Seperti biasa, saya terlambat.
Jam sembilan saya masih di rumah dan belum mandi.
Tapi rencana jalan-jalan sudah tergambar jelas di kepala.
Saya pun bergegas menuju tempatnya bekerja, karena kami janjian di sana.

Sekitar pukul 09.30 saya sudah berada di depan sekolah bercat merah hati.
Saya tidak mengerti mengapa sekolah SMP dicat merah.
Kini saya berdiri di seberang jalan, di depan supermarket.
Saya kirimkan SMS, mengabarkan bahwa saya sudah tiba.

Tak lama, dia keluar dari gerbang sekolah.
Wajahnya putih berseri, mudah dikenali.
Mungkin inilah sebabnya hampir semua iklan kecantikan menonjolkan kulit putih.
Ternyata standar kecantikan di Indonesia masih begitu: putih itu cantik.
Yang tidak putih? Tidak cantik. Diskriminatif sekali.

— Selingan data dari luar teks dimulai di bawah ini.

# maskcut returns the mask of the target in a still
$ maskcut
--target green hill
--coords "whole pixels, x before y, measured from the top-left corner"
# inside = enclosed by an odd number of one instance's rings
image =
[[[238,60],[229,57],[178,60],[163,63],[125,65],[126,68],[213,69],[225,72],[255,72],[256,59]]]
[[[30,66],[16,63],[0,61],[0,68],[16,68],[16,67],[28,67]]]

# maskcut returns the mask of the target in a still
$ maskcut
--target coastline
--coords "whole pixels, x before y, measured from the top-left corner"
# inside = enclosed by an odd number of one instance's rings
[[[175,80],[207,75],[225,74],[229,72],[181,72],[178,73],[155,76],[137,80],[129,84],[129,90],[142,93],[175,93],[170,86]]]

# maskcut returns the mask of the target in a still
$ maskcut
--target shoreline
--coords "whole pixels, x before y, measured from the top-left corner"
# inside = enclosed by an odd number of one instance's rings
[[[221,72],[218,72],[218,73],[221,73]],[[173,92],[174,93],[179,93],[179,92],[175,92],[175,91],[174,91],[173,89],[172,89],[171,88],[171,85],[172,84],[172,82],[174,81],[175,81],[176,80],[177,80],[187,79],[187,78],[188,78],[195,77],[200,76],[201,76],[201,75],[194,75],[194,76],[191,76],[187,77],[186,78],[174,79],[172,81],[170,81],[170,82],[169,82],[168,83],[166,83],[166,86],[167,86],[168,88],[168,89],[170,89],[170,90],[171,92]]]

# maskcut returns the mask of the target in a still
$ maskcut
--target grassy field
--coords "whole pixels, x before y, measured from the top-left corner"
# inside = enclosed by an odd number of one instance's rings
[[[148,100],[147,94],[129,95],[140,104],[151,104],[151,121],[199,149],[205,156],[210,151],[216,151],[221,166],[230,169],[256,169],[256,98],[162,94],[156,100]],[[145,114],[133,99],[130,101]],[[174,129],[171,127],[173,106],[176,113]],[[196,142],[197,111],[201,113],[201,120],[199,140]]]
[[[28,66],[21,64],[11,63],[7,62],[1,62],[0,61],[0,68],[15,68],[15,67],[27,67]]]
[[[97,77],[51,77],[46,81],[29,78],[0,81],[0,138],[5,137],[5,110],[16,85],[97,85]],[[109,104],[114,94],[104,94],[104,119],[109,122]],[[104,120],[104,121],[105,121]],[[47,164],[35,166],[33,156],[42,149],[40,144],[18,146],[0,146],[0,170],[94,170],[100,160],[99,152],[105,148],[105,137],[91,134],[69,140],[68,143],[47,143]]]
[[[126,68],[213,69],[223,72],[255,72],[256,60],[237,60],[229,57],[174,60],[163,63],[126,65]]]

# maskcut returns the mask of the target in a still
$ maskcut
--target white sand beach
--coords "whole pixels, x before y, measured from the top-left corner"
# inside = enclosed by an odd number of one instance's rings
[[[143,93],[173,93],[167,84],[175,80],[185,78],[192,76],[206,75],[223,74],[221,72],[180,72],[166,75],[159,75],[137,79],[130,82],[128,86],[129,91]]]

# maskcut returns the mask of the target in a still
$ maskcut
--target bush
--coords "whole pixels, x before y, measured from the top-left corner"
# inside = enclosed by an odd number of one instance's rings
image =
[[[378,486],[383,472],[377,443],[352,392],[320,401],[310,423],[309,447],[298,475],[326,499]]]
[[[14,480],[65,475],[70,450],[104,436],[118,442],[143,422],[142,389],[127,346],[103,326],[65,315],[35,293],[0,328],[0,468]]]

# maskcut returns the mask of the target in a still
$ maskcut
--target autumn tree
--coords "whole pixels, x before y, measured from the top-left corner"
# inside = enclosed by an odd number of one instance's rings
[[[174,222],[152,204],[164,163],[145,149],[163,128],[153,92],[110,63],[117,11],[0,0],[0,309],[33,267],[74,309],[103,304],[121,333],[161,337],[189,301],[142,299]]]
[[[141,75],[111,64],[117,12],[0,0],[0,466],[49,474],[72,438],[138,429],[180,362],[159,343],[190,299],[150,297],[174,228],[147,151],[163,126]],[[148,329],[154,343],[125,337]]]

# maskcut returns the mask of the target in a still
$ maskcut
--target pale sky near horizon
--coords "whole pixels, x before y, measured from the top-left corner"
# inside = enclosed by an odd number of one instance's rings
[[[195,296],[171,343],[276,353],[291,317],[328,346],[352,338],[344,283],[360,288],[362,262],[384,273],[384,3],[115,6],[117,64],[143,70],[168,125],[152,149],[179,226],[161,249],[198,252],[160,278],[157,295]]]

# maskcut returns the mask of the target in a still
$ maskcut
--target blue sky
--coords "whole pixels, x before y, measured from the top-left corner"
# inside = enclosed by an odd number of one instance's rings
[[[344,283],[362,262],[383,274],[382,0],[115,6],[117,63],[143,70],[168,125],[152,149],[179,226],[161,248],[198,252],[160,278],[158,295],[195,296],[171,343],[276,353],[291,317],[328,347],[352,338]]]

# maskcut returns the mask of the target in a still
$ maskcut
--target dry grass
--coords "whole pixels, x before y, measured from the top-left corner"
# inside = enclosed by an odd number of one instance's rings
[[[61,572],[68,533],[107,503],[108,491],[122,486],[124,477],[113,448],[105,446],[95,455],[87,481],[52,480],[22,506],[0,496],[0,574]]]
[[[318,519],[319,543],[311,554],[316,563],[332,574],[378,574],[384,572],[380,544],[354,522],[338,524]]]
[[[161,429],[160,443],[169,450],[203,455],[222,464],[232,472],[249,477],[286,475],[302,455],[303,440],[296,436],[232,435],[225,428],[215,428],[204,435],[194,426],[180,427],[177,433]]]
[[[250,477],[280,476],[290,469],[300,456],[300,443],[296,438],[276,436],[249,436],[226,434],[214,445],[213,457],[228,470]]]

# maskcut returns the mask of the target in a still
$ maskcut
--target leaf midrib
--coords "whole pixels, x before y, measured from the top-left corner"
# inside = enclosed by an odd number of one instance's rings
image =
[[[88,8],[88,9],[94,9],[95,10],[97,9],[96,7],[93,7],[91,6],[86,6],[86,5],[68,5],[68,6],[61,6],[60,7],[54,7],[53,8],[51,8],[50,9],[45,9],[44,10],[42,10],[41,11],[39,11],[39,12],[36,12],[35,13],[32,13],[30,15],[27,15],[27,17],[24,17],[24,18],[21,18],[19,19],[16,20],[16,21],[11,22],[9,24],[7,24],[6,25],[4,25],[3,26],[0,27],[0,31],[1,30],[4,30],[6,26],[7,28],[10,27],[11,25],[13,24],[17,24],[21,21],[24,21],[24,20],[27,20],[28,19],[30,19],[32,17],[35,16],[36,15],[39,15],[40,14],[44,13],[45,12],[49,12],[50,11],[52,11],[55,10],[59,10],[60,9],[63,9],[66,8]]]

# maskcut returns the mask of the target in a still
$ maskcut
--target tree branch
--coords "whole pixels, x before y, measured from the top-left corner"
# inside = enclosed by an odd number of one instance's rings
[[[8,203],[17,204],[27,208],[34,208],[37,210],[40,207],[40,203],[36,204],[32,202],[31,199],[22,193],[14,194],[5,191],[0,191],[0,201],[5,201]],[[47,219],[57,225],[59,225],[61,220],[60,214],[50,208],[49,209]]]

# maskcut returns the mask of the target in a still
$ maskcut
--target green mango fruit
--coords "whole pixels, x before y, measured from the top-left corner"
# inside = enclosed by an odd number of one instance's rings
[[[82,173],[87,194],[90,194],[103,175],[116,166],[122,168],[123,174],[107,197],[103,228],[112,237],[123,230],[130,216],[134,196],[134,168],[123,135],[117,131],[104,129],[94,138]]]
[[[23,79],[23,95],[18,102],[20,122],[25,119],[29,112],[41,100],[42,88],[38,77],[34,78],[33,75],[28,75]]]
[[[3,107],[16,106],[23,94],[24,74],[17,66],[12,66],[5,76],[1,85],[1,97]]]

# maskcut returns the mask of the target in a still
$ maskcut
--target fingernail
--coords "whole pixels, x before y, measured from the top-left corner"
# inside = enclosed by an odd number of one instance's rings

Dia menoleh ke kiri dan kanan, lalu sekilas melihat ke arah saya.
Saya pun mengangkat tangan, memberi isyarat: “Hei, saya di sini!”
Saya mendekatinya.
Wajahnya serius—seperti biasa.
Kami pun pergi dari SMP itu.

Di awal perjalanan, dia meminta mampir sebentar ke alun-alun Garut untuk menyerahkan berkas kepada temannya.
SMP-nya sedang mengikuti lomba pupuh antar sekolah.
Topik itu pun langsung jadi bahan obrolan kami: tebak-tebakan nama pupuh, ciri-cirinya, dan sebagainya.
Setidaknya, saya berhasil membuat wajahnya yang serius berubah menjadi lebih santai.

Kembali ke rencana kami.
Walaupun dia belum tahu pasti rute perjalanan yang saya buat, yang jelas pagi itu kami akan menempuh perjalanan cukup jauh.
Petualangan pun dimulai.
Saya sudah siapkan jaket untuknya, karena saya yakin dia tidak membawa jaket dari rumah.
Jaket “berpangkat” yang saya bawa kini sudah dipakainya.
Dia terlihat sangat menarik.
Tapi saya hanya diam—tidak memuji, tidak mengomentari.
Seolah cuek.

Saya ajak motor membelah jalanan menuju barat daya kota Garut, ke arah Samarang.
Dia duduk tepat di belakang saya.
Saya terdiam sejenak, berpikir membuka obrolan yang ringan.
Akhirnya, semua hal yang kami lewati tanpa kesepakatan pun jadi bahan pembicaraan.
Seperti mengapa kami selalu berada di belakang bus berbahan bakar batu bara—asap hitam pekat menjadi teman perjalanan.
Tapi suasana tetap hangat.

Kami tiba di tujuan: BRI, Bukit Rejeng Indah.
Ini bukan kali pertama saya ke sana.
Kolam renang belerang menjadi daya tarik tersendiri.
Tentu kami ke sana bukan untuk berenang.
Di atas bukit terdapat saung-saung dengan panorama perkebunan.
Di sanalah kami melepas penat, mengobrol santai, bermain hal-hal remeh yang ternyata bisa membuat kami lebih jernih dalam berpikir dan bersikap.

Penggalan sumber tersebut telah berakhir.